Peripheral Vascular Disease
Peripheral vascular disease, also known as PVD, most commonly occurs as a result of atherosclerosis, a build up of plaque in the arteries. Arteries carry oxygenated blood from the heart to the legs and feet; any disease that slows or impedes blood flow to the lower extremities reduces oxygenation to the tissues. Cell death, or necrosis, can follow severe PVD, necessitating amputation.
Symptoms of PVD include pain when walking, numbness, colour changes, sores that don’t heal hair loss or shiny skin on the shins, and inability to maintain an erection in men. The leg and foot may feel cold to the touch. Treatment of PVD includes medications to decrease risk factors, such as blood pressure or high cholesterol medication and, in some cases, surgery to improve circulation.
Diabetes
Diabetes damages the blood vessels in the legs and feet and also affects the nerves. Because nerves are damaged, early changes from circulatory problems may not be felt and may worsen before being discovered. Diabetics need scrupulous foot care; any open area or sore needs immediate treatment so the area doesn’t develop an ulcer. Symptoms of poor circulation in diabetics are similar to those of PVD. Keeping blood sugars within a normal range helps prevent diabetic circulatory issues.
Deep Vein Thrombosis (DVT)
DVT develops when blood clots form in the arteries of the lower leg, most often the calf.. Prolonged bed rest; long aeroplane rides; hip, abdominal or leg surgery; and birth control pills all can cause DVT. Other potential causes include cancer, heart failure, chemotherapy, spinal cord injury and paralysis, and arterial disease.

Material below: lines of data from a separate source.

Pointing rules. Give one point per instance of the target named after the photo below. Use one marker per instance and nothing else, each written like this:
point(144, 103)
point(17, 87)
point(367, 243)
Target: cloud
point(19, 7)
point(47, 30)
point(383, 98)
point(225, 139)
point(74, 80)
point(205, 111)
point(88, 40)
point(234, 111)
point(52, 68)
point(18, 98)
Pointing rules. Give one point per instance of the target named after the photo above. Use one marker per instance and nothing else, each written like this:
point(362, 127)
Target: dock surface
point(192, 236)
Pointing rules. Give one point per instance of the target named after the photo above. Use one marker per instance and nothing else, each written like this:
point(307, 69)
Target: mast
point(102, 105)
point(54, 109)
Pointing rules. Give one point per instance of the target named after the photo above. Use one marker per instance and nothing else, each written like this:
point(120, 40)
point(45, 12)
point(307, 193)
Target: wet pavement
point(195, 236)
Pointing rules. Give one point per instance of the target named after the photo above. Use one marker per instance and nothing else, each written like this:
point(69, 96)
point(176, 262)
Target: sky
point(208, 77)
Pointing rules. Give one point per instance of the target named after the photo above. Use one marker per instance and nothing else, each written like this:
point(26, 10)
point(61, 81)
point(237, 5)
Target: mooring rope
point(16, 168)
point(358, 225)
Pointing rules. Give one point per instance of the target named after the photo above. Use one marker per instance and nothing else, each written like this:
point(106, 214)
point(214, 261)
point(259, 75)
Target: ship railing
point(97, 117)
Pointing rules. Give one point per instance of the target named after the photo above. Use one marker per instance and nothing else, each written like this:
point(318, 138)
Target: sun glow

Symptoms of DVT include pain, redness, fever and swelling at the site. The main risk of DVT is that a clot might break loose and lodge elsewhere in the body, such as the lungs or brain, a condition called an embolus. Treatment includes medications to prevent the clot from enlarging and possibly medications to dissolve the clot.
Some ways to prevent poor circulation include: eating a low fat diet, being active, correct hygiene of wounds, take medications as prescribed just to name a few.